Chinese learn from Western mistakes

Worries that the Chinese property boom could be about to go pop are mitigated by the fact the government there is placing what seem to be sensible limits on mortgages and investment


The government has placed limits on mortgages by restricting lending on a borrower’s first property to a maximum of 70% LTV. On the second purchase this falls to 50% LTV. And the interest rate on these mortgages must be set at least 1.1% above the central bank base rate, currently running at around 6%. Should investors want to purchase a third property rates are significantly higher, with an outright ban on purchasing third properties in Beijing.

The Chinese government believes these measures will cool the market without damaging it in the short to medium term.

It all sounds eminently sensible and is an example of where a combination of state intervention and free markets can work together.

Perhaps it could even provide a valid alternative to the ’let the market decide’ mentality that has led to boom and bust cycles for us. It certainly seems that China is learning from mistakes of the past in the West.

Muddled verdict could be a clear benefit for the country

At the time of writing, the Conservative-Liberal Democrat coalition government has just been announced and we are yet to see the details.

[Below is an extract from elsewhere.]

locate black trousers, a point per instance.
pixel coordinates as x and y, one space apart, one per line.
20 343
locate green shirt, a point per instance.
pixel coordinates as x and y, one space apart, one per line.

As someone who has always been a staunch supporter of the Tories I was initially sceptical but am rapidly coming to the conclusion that this move is genius.

Unelected former Prime Minister Gordon Brown finally conceded and resigned, faced with nothing but a fractured party, having clung to power for almost three years like a desperate man to a lifeboat. The country sunk his lifeboat and made the decision for him – and not before time.

Of course, the problem was that although with 11 million votes the Tories were the most popular party, Labour still managed to get nine million despite the damage it has done to the country in its 13 years in power, while the Lib Dems managed a respectable seven million.

So the message from the electorate was clear – we don’t think any of you can be trusted. That’s why the Conservatives have formed a coalition with the Lib Dems to create a meaningful government.

I already considered Tory leader David Cameron to be strong but he has demonstrated great foresight in going further than many thought he would in forming a coalition government.

The benefit to the country is to bring the right closer to the centre, which is where most of the public want their politicians to be.
But how will this affect our industry and country?

Well, the Tory manifesto aim to lift the Inheritance Tax threshold to £1m has been scrapped and its pledge to move banking regulation to the Bank of England is also in doubt. The Lib Dem cornerstone of fairness is one that easily fits into the Tory ethos, while the increase in Stamp Duty mooted by the Lib Dems on properties over £1m has been kicked into the long grass.

And both parties agree on electoral reform, it’s just the format that needs to be agreed. Interestingly, they seem to agree on many policies, and it’s good that no party will have an outright majority like Labour did in 1997.

This should act as a sense check on big policy decisions rather than the nod-through approach of the Labour government.

So on balance, this a great outcome. We have a progressive young government with appropriate checks and balances, and a significant mandate to sort out the mess.